El que ofrece la mejor comodidad. Es decir, el que usted, al caminar, siente como un guante. Independientemente de modelos y diseños. El cliente se siente a gusto con mi marca, porque nunca se resiente o se maltrata con lo que calza. Y porque trabajo los mejores cueros. Aquí, en mi almacén, tengo sesenta y dos modelos de artículos diseñados por mí. Yo diseño y envío a los satélites que me fabrican de años, entre ellos Guillermo Henao y Hernán Mejía, que saben respetar la fidelidad de mi autoría.
¿Cuántos pares de zapatos tiene para su uso?
Diez pares, no más.
¿Y cuál es el modelo que más le gusta?
El mocasín, por comodidad, y porque ya la edad no me permite agacharme a amarrar cordones.
¿Cuántas generaciones de clientes han pasado por su almacén?
¡Imagínese!, desde mucho antes de la maricartera y del elegante maletín Marlboro.

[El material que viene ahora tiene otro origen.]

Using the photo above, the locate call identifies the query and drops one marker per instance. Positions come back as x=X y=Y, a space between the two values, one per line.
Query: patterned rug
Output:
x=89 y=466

Por aquí han pasado figuras del toreo, doña Lyda Zamora, cuando residía en Colombia; Rafael Escalona, otro usuario del mocasín, porque tenía el pie ancho; María Eugenia Dávila, fascinada con los bolsos; el exfiscal Alfonso Gómez Méndez, el actor Luis Fernando Motoa, la excongresista Claudia Blum; más recientemente, el periodista de Caracol Luis Eduardo Maldonado. La lista es larga.
Pero, como buen paisa, tendrá sus afectos por el tango...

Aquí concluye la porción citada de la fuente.